Last spring—the date is rather uncertain—he demanded the money he had put in the farm—$250. He was given $50 at first. He threw up his place in the wire mill and went to Chicago. He mixed up with the cult that makes money by printing and dissemination of anarchistic newspapers. He tried to join the Free Society, and gave as a reference the Sila Society of Cleveland.
He was suspected by the Chicago Reds. They thought he was a spy and did not encourage his visits, and he returned to Cleveland.
It was then that he heard Emma Goldman. He seemed to be deeply impressed by her address, which, according to the Cleveland police with whom the Post-Dispatch correspondent talked, was of the most rabid kind.
If the assurances of the Cleveland police are correct Miss Goldman not only suggested the use of force as a corrective for the supposed evils of society, but argued that it was the duty of young men not to marry.
The wretch that killed President McKinley seemed to construe her ravings in the most literal sense. He disappeared from Cleveland.
He turned up in Chicago and sought Miss Goldman. She probably told the truth about his coming to the house of the Isaaks, where she was staying, and accompanying her to the railway station. Nor is there any evidence to disprove her assertion that she never saw him again.
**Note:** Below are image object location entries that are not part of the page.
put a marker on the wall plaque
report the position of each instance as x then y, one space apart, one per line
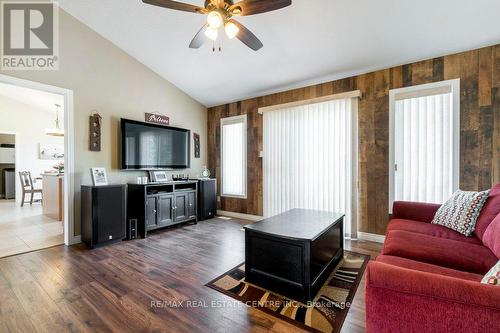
196 138
95 132
157 119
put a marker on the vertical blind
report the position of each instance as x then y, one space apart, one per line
233 143
307 158
423 148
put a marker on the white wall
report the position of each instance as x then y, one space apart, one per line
28 124
106 79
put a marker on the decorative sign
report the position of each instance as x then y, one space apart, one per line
196 138
157 119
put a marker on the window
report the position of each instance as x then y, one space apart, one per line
424 142
310 158
234 156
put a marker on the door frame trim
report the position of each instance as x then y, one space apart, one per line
69 150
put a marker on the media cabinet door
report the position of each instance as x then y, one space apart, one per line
151 220
191 205
181 205
165 204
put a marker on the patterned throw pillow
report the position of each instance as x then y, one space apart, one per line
493 276
461 211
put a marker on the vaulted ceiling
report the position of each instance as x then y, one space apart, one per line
310 42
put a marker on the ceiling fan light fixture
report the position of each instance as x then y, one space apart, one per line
214 19
231 30
212 33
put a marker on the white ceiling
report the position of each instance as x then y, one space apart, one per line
310 42
41 100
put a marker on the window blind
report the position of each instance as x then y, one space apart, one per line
424 148
307 158
233 147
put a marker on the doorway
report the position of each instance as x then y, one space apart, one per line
42 151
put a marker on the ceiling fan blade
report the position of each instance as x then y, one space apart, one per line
175 5
247 37
199 39
252 7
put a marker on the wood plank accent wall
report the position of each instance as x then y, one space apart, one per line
479 71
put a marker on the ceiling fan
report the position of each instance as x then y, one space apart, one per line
220 13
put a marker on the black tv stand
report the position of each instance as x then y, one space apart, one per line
159 205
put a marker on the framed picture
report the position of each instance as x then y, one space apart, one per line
51 151
158 176
99 177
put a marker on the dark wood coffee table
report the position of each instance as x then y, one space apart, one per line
294 253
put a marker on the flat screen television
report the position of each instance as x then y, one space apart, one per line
153 147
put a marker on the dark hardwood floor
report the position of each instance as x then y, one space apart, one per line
73 289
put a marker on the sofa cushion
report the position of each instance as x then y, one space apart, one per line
491 237
461 211
490 209
431 230
429 268
493 276
439 251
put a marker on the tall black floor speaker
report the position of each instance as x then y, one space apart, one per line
103 214
207 199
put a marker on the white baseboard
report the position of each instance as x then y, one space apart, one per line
240 215
371 237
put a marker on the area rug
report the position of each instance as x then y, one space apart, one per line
325 313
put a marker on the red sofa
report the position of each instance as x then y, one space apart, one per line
427 278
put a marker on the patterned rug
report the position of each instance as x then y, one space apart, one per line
327 311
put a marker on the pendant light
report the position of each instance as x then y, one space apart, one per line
56 131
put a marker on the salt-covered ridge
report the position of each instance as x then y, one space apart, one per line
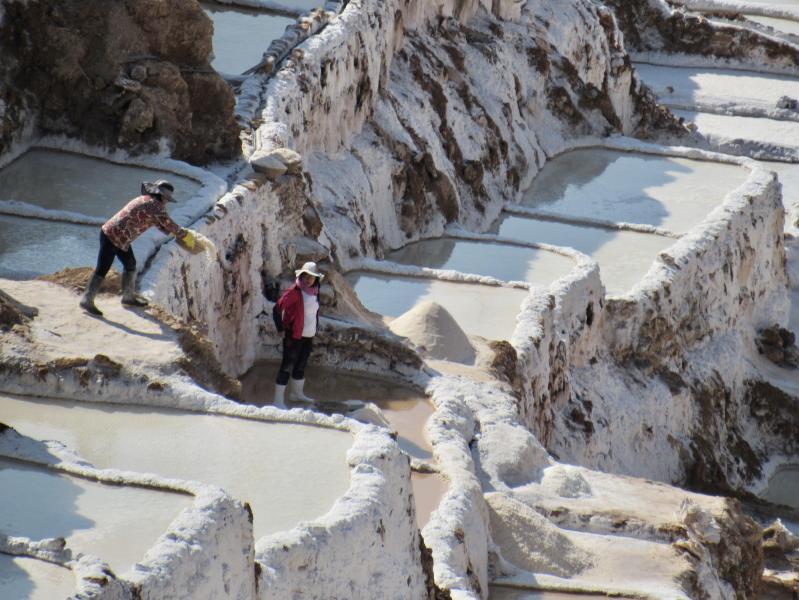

When he returned to Cleveland after meeting her it was to demand more of his money. One of his brothers consented to buy out his interest on the installment plan. He received more than $100 in five weeks.
He went to Buffalo and fraternized with the people in the foreign district. None of them knew anything about him. They thought he was a laborer out of work. They knew him as an anarchist, but paid no particular attention to him. He did not spend much time with them, but went to live at West Seneca, a suburb of Buffalo. The people there with whom he lodged knew nothing about him.
He disappeared after receiving a money order for $10 from his brother on account of the farm at Orange.
He went to Cleveland to demand more. He got it—either $30 or $40—and left again.
The next heard from him by the family was that he had killed the President. He himself told the Post-Dispatch correspondent that he had not decided to do it “until about one day before he done it,” though it had been in his “mind for several days.”